Complexity of the clique tree is exponential in the tree-width of the network $ \rightarrow $ exact algorithms become infeasible for networks with a large tree-width.
Exact Inference Revisited
Casting exact inference as an optimization problem.
Given factorized distribution
$$
P_{\Phi} (\mathcal{X}) = \frac{1}{Z} \prod_{\phi \in \Phi} \phi(U_\phi)
$$
- $ U_\phi = Scope[\phi] \subseteq \mathcal{X} $: the scope of each factor.
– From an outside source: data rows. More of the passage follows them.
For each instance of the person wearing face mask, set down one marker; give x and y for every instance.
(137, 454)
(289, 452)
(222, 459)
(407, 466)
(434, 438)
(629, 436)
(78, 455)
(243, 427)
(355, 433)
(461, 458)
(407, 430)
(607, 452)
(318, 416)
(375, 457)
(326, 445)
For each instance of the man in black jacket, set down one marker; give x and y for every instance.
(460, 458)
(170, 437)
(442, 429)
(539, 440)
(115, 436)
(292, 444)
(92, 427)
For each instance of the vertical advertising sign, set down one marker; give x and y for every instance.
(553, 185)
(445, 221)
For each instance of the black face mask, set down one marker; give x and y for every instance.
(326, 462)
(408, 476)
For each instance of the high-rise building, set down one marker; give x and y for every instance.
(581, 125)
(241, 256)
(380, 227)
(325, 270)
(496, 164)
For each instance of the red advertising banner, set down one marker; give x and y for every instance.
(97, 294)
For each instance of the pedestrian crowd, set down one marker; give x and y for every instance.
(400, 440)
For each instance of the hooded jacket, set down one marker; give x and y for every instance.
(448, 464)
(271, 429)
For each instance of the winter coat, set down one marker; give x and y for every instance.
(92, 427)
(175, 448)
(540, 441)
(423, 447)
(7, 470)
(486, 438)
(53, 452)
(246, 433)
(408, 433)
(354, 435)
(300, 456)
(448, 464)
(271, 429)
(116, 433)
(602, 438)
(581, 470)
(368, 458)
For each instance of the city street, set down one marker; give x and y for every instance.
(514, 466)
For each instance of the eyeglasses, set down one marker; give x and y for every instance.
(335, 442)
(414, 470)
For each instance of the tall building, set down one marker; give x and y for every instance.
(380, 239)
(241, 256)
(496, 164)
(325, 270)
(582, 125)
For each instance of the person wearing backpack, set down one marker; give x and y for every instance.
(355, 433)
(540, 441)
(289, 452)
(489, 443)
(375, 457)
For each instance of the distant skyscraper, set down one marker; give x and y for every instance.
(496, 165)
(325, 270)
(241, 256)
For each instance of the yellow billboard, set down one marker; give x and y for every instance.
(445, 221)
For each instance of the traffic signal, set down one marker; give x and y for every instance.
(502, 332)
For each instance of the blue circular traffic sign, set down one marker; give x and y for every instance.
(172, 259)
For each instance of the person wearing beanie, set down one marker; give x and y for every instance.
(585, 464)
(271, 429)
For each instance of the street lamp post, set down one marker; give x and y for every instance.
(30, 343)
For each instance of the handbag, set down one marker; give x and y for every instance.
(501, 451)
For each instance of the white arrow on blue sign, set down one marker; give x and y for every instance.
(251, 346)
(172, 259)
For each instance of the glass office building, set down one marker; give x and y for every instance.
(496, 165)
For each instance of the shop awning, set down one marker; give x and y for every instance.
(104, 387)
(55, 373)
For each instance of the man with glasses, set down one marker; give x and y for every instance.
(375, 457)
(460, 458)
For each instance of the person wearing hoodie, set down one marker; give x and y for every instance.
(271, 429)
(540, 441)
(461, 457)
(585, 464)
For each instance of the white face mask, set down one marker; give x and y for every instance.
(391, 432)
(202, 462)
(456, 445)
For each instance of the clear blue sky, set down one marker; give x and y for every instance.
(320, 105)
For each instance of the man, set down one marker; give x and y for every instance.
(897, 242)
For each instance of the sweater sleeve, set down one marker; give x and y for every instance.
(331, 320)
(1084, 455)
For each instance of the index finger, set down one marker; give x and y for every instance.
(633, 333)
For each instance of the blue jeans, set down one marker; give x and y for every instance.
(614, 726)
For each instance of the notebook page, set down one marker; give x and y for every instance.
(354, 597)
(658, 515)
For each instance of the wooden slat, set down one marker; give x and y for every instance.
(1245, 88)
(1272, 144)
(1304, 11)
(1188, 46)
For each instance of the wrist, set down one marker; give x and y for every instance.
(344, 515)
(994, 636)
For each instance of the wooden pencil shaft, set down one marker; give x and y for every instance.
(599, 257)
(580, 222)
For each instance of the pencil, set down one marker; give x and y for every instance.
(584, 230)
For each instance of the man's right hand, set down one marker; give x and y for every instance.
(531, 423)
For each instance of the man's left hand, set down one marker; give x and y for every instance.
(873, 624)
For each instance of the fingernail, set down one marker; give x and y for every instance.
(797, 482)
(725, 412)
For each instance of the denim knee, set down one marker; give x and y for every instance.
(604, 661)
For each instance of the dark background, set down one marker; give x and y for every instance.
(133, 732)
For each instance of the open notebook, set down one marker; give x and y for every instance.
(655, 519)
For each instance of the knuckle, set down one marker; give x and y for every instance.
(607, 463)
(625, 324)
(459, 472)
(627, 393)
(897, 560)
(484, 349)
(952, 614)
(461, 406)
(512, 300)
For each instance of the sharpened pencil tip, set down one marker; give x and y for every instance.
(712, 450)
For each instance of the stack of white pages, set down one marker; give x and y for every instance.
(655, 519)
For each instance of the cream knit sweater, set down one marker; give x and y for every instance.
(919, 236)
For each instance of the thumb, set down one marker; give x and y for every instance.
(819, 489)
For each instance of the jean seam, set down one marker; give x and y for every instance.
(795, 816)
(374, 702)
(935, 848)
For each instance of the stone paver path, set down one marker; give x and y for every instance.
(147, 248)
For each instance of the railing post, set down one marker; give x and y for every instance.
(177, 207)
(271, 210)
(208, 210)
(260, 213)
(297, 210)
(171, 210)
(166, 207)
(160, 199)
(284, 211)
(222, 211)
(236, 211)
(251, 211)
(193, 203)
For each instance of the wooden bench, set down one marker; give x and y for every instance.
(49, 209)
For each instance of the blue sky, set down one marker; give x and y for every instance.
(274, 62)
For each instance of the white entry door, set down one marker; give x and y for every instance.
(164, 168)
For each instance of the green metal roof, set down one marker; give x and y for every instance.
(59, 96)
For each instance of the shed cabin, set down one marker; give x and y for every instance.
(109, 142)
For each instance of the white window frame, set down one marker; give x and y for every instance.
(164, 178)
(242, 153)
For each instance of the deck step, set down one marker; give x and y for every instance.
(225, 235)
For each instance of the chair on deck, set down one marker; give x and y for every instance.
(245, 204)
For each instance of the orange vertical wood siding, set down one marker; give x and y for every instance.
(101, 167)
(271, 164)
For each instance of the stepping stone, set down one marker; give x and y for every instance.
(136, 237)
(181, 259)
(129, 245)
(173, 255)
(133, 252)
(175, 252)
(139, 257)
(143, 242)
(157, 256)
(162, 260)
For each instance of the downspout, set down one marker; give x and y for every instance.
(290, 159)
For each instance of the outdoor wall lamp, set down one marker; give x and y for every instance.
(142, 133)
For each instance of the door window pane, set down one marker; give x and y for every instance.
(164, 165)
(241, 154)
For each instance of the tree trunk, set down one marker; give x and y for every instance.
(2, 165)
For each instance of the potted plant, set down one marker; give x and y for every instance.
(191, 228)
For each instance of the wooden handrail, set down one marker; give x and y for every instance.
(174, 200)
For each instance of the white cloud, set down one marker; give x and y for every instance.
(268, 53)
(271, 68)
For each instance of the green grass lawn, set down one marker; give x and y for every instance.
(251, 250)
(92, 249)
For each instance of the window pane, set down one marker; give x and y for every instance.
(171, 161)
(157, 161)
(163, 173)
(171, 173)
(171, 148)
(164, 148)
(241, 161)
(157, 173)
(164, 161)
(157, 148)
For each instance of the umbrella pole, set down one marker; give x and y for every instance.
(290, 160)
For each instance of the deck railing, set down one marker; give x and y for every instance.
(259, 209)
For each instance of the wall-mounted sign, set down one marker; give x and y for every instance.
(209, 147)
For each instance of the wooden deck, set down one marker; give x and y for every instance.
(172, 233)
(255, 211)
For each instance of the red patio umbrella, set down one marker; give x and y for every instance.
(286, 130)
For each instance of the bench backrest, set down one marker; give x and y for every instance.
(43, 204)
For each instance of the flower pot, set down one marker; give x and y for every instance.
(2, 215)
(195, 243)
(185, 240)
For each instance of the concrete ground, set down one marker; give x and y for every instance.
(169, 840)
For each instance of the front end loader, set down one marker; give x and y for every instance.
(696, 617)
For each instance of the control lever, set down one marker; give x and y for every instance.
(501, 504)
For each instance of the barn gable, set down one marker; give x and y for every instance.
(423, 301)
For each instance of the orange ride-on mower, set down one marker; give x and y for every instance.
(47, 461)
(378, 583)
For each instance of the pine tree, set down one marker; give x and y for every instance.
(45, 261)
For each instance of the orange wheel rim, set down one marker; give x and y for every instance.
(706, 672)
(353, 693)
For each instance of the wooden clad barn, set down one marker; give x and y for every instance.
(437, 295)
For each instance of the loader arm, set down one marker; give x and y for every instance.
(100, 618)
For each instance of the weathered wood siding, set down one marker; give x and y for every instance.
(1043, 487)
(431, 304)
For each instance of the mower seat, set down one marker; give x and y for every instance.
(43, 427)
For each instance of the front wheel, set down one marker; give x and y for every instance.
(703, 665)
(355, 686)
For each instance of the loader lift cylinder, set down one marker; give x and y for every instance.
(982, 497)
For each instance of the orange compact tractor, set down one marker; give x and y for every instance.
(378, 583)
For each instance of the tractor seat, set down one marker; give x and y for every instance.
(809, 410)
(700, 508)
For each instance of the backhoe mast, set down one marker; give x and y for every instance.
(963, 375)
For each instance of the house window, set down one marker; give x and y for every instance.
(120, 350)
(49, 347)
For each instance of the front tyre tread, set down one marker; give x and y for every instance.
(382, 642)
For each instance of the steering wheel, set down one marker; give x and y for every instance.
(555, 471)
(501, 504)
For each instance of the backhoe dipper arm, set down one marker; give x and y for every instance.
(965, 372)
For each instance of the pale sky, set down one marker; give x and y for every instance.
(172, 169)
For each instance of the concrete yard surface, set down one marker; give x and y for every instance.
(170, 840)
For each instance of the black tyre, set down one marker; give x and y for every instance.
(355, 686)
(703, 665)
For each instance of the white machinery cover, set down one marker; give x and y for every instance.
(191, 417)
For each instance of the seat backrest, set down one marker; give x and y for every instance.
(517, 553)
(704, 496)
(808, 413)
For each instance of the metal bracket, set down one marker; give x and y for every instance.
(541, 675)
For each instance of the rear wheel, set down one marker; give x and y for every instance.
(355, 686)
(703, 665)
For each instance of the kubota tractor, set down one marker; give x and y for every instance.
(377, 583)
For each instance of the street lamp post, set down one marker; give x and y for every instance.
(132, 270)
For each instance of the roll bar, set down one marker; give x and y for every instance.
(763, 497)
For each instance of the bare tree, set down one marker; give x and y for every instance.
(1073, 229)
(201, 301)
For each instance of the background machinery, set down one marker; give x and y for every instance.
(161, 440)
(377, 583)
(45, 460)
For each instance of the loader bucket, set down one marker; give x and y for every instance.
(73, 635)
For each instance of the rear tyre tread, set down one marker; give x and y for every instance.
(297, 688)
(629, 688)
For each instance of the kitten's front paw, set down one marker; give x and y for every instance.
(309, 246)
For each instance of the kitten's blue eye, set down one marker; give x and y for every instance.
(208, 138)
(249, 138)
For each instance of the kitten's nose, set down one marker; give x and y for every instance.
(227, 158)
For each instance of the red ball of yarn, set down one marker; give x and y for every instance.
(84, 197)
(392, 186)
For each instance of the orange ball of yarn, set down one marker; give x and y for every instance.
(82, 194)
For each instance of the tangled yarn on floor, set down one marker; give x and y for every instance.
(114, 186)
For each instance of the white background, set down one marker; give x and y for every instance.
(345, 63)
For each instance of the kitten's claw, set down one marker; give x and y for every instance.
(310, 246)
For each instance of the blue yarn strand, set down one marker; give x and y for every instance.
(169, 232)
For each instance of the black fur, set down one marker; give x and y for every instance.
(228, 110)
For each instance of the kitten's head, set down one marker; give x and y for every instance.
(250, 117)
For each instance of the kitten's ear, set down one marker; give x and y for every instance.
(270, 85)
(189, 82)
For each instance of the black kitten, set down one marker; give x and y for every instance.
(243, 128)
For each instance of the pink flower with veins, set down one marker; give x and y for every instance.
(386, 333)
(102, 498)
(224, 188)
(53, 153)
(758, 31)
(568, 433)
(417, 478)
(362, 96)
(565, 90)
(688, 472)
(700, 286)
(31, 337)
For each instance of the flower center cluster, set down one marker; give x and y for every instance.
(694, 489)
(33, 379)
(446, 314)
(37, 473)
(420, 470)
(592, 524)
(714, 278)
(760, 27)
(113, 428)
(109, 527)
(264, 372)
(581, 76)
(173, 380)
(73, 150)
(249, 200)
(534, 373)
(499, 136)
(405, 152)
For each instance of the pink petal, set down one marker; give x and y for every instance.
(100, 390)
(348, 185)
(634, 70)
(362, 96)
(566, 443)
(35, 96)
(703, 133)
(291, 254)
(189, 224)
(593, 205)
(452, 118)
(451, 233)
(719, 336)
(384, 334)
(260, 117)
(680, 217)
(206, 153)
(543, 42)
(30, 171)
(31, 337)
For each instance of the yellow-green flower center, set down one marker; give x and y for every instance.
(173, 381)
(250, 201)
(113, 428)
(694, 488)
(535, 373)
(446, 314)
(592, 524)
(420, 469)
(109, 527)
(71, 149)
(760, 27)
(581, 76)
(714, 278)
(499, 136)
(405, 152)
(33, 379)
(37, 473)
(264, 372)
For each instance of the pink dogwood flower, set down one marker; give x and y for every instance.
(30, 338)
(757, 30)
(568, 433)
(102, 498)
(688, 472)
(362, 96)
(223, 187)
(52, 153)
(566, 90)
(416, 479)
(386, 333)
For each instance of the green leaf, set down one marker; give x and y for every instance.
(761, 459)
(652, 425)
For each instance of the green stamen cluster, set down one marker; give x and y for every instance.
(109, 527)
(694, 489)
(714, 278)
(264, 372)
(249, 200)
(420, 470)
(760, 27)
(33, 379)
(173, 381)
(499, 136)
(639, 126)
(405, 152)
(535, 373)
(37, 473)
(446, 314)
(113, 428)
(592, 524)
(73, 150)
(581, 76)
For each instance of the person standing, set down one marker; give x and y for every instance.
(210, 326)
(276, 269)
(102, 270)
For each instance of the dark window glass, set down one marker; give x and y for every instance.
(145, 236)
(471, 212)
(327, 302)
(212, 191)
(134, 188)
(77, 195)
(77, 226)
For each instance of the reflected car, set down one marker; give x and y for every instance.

Goal: Answering queries about $ P_{\Phi} $
- Marginal probabilities of variables,
- partition function $ Z $.
Recall:
- Clique tree BP results in a calibrated cluster tree $ \Rightarrow $ all pairs of adjacent cliques are calibrated (by definition).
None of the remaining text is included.